When as a young adult I came to study and then to teach Australian history, the overseas war was well down my list of important topics. I took my cue from that generation of historians who, in the middle years of the 20th century, pioneered both the teaching and the writing of our national story. They were men and women who had lived through the Second World War. Many of them had served in one way or another, and to do so had put their careers on hold. The whole emphasis of the histories they wrote was on nation-building and on political and social development. They focused on domestic achievements, not on overseas military adventures. Australia was homemade by men and women who built and nurtured, who saved and taught. It was as if the actual experience of conflict had provided them with a protective shield against the excesses of military bravado.
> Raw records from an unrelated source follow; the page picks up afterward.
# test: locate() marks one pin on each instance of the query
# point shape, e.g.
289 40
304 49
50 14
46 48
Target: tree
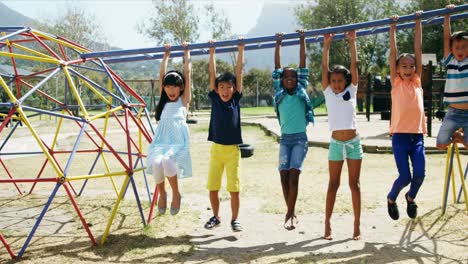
171 22
78 25
372 49
433 36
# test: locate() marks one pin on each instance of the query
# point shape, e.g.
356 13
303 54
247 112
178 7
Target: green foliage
371 49
76 24
172 22
260 77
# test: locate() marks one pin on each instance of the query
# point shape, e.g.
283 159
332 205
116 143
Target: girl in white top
340 86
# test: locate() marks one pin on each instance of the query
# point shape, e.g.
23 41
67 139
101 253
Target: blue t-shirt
225 125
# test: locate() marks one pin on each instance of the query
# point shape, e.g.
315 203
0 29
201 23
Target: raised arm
163 66
302 51
187 96
393 48
240 62
418 44
351 35
212 65
279 39
327 38
447 32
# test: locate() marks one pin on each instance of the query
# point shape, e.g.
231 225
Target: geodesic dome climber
96 125
101 124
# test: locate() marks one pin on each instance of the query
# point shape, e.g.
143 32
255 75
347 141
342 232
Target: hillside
275 17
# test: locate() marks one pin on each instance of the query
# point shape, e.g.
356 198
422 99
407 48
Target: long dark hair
170 78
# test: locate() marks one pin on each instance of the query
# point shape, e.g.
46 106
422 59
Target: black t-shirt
225 125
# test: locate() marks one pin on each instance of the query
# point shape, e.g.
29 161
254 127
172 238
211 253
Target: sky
119 18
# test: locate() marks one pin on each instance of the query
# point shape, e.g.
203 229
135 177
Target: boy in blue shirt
225 133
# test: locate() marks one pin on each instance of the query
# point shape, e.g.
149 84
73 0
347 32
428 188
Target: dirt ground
60 238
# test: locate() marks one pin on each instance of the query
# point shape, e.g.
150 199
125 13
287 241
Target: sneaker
393 210
212 223
411 208
236 226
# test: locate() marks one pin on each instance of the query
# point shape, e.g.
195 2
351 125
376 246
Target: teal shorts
341 150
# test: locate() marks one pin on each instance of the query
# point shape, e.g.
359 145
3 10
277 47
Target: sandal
174 210
411 208
162 210
236 226
289 224
213 222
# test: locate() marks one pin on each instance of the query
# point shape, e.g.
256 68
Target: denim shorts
293 149
453 120
341 150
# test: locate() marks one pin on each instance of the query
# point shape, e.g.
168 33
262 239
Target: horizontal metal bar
284 43
20 153
315 32
14 33
8 29
53 114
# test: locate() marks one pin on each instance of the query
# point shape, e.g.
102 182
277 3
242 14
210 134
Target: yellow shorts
224 156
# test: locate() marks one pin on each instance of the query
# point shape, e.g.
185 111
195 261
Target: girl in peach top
408 124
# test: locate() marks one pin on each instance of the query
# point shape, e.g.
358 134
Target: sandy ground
428 239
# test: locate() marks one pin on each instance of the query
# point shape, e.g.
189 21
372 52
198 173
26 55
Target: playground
74 137
182 239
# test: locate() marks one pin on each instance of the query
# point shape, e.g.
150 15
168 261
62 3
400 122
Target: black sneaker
411 208
236 226
212 223
393 210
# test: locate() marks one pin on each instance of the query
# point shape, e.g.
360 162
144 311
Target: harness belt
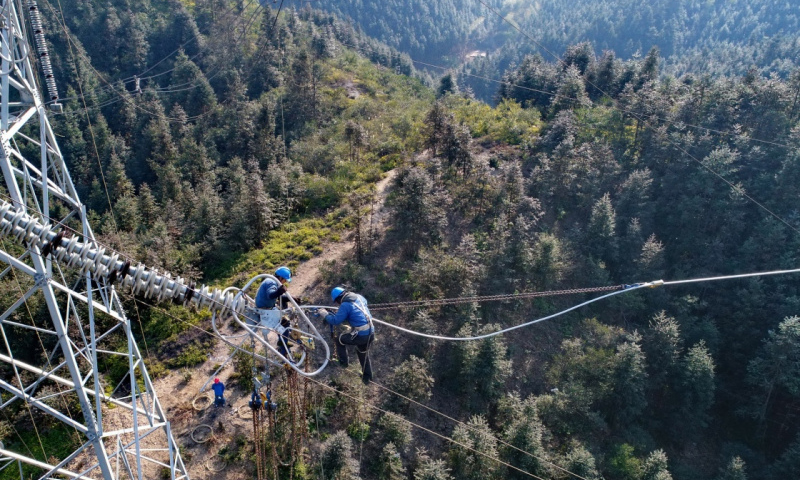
366 326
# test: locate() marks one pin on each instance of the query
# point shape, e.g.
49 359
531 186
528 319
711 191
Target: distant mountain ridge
718 38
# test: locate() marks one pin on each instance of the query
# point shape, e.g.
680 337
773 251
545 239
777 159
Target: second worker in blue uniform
353 310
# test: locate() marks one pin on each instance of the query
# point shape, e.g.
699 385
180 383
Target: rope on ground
522 325
203 407
432 432
202 426
220 464
624 289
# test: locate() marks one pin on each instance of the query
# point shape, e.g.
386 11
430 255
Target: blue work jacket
218 388
267 293
352 314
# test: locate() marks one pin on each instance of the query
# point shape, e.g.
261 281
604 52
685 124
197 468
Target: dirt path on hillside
306 279
179 388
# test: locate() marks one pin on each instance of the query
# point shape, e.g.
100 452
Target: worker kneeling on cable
353 310
270 291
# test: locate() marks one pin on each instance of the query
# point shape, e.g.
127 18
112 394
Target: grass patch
58 440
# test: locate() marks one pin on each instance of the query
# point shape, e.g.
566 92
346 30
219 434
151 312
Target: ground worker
270 291
353 310
219 389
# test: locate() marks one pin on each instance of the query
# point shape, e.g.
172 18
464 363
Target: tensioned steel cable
488 298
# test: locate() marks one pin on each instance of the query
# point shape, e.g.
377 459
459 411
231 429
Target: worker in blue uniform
270 291
219 390
353 310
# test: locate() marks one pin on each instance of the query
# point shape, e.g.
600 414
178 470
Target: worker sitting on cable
268 313
353 310
270 291
255 400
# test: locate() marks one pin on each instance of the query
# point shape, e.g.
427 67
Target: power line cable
400 417
140 76
133 104
474 429
643 119
432 432
629 288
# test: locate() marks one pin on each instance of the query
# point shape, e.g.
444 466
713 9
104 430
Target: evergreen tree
580 461
390 464
419 207
524 433
734 470
336 462
655 467
571 93
601 232
696 394
430 469
788 464
465 455
776 368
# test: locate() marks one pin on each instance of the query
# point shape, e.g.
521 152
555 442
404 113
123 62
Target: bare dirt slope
307 281
179 389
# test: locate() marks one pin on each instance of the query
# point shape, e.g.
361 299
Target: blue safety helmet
284 272
336 293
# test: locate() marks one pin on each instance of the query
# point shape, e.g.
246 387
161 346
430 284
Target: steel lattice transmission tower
61 324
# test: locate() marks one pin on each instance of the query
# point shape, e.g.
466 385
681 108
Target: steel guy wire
140 76
129 102
558 95
644 119
437 434
489 298
400 417
474 429
625 288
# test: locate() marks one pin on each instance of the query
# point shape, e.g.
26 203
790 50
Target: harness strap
367 326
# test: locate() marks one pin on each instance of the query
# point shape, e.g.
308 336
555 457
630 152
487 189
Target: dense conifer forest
217 139
700 37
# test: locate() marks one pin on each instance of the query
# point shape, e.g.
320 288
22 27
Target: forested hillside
716 37
220 139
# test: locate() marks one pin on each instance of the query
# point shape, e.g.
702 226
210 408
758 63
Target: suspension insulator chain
489 298
41 47
91 258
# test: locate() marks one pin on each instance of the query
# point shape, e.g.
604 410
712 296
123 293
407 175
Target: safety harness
366 313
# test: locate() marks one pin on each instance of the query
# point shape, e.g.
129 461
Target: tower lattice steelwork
61 322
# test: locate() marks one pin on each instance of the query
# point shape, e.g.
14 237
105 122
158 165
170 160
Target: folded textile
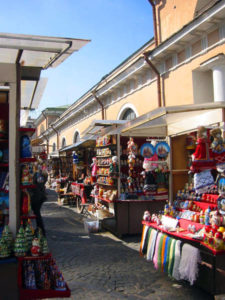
171 257
144 232
190 258
146 240
155 258
152 244
160 249
166 255
175 272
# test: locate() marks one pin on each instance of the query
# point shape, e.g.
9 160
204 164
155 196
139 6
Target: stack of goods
43 275
20 245
7 236
132 151
169 255
26 174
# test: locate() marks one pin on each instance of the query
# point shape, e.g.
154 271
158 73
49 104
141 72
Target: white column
219 82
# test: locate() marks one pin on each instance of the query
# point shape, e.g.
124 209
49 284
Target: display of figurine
75 158
4 248
8 237
26 176
94 170
202 162
20 245
149 179
29 234
147 216
218 149
114 168
45 249
35 249
25 147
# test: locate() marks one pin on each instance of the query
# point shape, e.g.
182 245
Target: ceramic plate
147 150
162 149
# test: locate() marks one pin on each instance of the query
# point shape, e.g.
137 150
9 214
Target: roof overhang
97 126
174 120
34 54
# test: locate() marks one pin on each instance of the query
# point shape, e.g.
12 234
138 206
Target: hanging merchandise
20 245
132 150
25 147
26 203
94 170
202 162
218 149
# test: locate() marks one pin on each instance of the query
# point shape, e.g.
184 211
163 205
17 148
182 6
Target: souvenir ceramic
162 149
147 150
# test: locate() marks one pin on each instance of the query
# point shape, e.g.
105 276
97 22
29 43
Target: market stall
123 189
186 240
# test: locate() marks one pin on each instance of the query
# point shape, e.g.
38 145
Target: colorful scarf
175 272
152 245
146 241
155 258
144 232
171 257
166 256
190 258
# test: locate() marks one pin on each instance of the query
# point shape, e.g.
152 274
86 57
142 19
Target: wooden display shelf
28 159
4 165
105 146
28 186
103 199
25 217
114 186
103 166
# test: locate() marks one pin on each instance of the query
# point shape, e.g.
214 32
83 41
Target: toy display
25 147
20 245
94 170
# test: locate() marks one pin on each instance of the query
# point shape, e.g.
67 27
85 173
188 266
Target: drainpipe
57 134
152 2
101 104
158 78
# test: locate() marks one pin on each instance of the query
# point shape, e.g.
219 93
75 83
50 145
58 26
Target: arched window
76 137
128 114
42 129
54 147
63 142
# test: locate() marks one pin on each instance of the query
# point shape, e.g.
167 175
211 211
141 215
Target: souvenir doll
113 168
218 149
202 162
149 179
94 169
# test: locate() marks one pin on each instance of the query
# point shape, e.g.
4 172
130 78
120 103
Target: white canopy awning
169 121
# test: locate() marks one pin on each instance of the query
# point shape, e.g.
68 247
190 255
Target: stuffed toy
94 169
202 158
149 179
218 149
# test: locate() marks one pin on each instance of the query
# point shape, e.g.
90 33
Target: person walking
38 196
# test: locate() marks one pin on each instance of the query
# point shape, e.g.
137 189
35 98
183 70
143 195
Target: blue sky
116 28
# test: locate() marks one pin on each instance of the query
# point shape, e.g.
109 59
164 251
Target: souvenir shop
28 270
129 174
187 239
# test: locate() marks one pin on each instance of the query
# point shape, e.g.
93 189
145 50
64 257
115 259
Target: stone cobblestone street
101 266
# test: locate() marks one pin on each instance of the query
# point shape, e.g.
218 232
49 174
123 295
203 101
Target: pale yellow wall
172 15
144 100
178 84
39 127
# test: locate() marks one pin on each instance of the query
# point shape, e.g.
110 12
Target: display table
211 276
128 215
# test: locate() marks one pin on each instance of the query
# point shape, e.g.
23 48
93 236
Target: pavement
102 266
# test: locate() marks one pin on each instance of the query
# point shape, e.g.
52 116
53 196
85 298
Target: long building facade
183 64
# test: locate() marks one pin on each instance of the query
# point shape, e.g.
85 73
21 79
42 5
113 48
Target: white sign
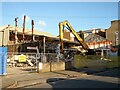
33 48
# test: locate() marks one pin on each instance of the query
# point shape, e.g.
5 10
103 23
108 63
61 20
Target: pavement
18 77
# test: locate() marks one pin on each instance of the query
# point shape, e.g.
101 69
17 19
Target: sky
47 15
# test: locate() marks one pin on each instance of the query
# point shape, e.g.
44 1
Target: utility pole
24 28
16 25
32 30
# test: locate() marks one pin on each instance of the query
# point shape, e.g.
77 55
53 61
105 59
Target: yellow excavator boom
80 40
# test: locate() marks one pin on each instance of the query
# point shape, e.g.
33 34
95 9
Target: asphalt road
107 79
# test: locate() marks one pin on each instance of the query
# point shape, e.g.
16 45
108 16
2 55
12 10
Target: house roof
29 32
94 38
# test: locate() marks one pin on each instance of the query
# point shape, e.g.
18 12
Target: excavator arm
69 27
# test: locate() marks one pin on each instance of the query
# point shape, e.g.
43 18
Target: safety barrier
93 61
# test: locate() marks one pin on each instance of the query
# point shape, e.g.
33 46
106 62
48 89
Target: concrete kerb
67 76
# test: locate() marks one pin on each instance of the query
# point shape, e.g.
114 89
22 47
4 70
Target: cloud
27 18
42 23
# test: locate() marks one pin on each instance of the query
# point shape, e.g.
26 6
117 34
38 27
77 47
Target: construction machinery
66 24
One event in particular roused both my interest and concern about the current apotheosis of the soldier. In May 2013, I attended a public ceremony in Hobart on the edge of the large area of bushland on a hill known as the Queens Domain. It was a commemoration of Tasmanias involvement in the Boer War and was attended by an array of official representatives mayors of local municipalities, state politicians or their representatives, a municipal band, and a party of horsemen dressed in the uniforms similar to those worn out on the veldt in the first months of the 20th century. I was surprised that after all this time Tasmanians were coming together to remember an almost forgotten war. The monument that was the focal point for the ceremony had a soldier standing on a plinth looking down on the city. It had been there since a few years after the war. In all the innumerable times I had walked or driven past it, I had never seen anyone bothering to pay tribute or show any interest in his lonely vigil. My father was a devoted historian who had an expansive curiosity about Tasmanian history and would constantly talk about past events and significant localities. He never once bothered to explain to me who the lonely soldier was or why he was there, although he would have known. It just did not seem to be important. And that was a common attitude. Why the renewed interest, I wondered, after a hundred years of neglect?
But as I thought about the ceremony I had seen, I concluded that the Boer War should be remembered, though not in the way I had witnessed. Commemoration of the service and sacrifice of the individual soldiers hinders rather than assists our attempt to understand the war itself. It deflects attention away from questions that still matter. And if that is true of the Boer War it is likely to be true about later conflicts. But the war in South Africa involved all six individual Australian colonies. For each one, apart from New South Wales, it was their first war. It was also an unnecessary one. And the new federal government inherited a role in the conflict in 1901 without any doubt or regret, and was involved in it for the first seventeen months of its existence.